One of the most prevalent causes of bridge failure around the world is “scour”—the gradual erosion of soil around a bridge foundation due to fast-flowing water. A reliable technique for monitoring scour would help bridge engineers take timely countermeasures to safeguard against failure. Although vibration-based techniques for monitoring structural damage have had limited success, primarily due to insufficient sensitivity, these have tended to focus on the detection of local damage. High natural frequency sensitivity has recently been reported for scour damage. Previous experiments to investigate this have been limited as a result of the cost of full-scale testing and the fact that scaled-down soil-structure models tested outside a centrifuge do not adequately simulate full-scale behaviour. This paper describes the development of what is believed to be the first-ever centrifuge-testing programme to establish the sensitivity of bridge natural frequency to scour. A 1/60 scale model of a two-span integral bridge with 15 m spans was tested at varying levels of scour. For the fundamental mode of vibration, these tests found up to a 40% variation in natural frequency for 30% loss of embedment. Models of three other types of foundation, which represent a shallow pad foundation, a deep pile bent and a deep monopile, were also tested in the centrifuge at different scour levels. The shallow foundation model showed lower frequency sensitivity to scour than the deep foundation models. Another important finding is that the frequency sensitivity to “global scour” is slightly higher than the sensitivity to “local scour”, for all foundation types. The level of frequency sensitivity (3.1–44% per scour depth equivalent to 30% of embedment of scour) detected in this experiment demonstrates the potential for using natural frequency as an indicator of both local and global scour of bridges, particularly those with deep foundations.

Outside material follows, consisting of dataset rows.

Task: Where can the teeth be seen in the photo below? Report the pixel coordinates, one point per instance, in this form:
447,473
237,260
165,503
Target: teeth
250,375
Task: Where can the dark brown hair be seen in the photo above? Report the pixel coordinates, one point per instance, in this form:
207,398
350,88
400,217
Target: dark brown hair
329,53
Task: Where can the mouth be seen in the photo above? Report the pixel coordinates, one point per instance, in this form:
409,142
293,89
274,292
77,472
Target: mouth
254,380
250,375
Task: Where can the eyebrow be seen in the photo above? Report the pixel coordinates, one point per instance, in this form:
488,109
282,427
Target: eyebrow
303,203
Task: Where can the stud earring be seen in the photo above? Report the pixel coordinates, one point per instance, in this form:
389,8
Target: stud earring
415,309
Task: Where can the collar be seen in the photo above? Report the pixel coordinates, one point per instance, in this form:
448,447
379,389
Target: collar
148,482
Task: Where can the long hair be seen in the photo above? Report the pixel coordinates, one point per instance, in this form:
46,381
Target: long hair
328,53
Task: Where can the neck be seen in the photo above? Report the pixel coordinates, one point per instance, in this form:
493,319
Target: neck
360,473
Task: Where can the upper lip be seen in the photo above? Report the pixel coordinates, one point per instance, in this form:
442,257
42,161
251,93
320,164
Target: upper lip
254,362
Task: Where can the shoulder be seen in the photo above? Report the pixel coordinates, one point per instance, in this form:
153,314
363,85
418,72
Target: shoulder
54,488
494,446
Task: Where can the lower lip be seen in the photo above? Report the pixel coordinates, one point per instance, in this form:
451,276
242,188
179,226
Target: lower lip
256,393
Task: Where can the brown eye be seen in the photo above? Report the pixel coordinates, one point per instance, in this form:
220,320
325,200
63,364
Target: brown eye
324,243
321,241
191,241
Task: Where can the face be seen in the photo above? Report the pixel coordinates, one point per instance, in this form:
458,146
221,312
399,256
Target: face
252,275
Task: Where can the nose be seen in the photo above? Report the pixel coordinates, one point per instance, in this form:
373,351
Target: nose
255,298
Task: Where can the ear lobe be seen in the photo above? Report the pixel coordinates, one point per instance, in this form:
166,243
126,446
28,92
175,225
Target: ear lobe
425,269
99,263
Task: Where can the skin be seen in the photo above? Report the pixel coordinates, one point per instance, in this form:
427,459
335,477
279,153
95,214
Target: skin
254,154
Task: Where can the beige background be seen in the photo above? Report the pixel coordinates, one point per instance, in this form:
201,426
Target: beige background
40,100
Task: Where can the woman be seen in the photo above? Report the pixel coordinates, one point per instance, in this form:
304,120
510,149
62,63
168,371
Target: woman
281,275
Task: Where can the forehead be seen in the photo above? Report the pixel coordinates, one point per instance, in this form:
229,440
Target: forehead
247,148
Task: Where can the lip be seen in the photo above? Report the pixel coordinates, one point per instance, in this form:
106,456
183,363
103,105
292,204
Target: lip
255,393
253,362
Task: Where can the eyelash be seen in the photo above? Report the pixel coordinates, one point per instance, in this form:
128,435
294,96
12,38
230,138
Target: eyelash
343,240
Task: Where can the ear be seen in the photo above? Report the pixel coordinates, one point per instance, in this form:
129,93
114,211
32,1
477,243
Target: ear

世界范围内桥梁失效最常见的原因之一是“冲刷”，即快速流动的水流逐渐侵蚀桥基周围的土壤。可靠的冲刷监测技术将帮助桥梁工程师及时采取对策，防止发生故障。尽管主要由于灵敏度不够，基于振动的结构损伤监测技术取得了有限的成功，但这些技术往往侧重于局部损伤的检测。最近有报道称冲刷损伤具有高固有频率敏感性。由于全尺寸测试的成本以及在离心机外测试的按比例缩小的土壤结构模型不能充分模拟全尺寸行为，先前对此进行研究的实验受到限制。本文描述了被认为是有史以来第一个离心机测试程序的开发，以确定桥梁固有频率对冲刷的敏感性。跨度为 15 m 的两跨整体桥的 1/60 比例模型在不同的冲刷水平下进行了测试。对于基本振动模式，这些测试发现，嵌入损失 30% 时，固有频率变化高达 40%。其他三种类型的基础模型，即浅垫基础、深弯桩基础和深单桩，也在不同冲刷水平的离心机中进行了测试。浅基础模型对冲刷的频率敏感性低于深基础模型。另一个重要发现是，对于所有地基类型，对“整体冲刷”的频率敏感性略高于对“局部冲刷”的敏感性。频率灵敏度水平 (3.本实验中检测到的每次冲刷深度 1-44%（相当于冲刷嵌入的 30%）表明了使用固有频率作为桥梁局部和整体冲刷指标的潜力，特别是那些具有深基础的桥梁。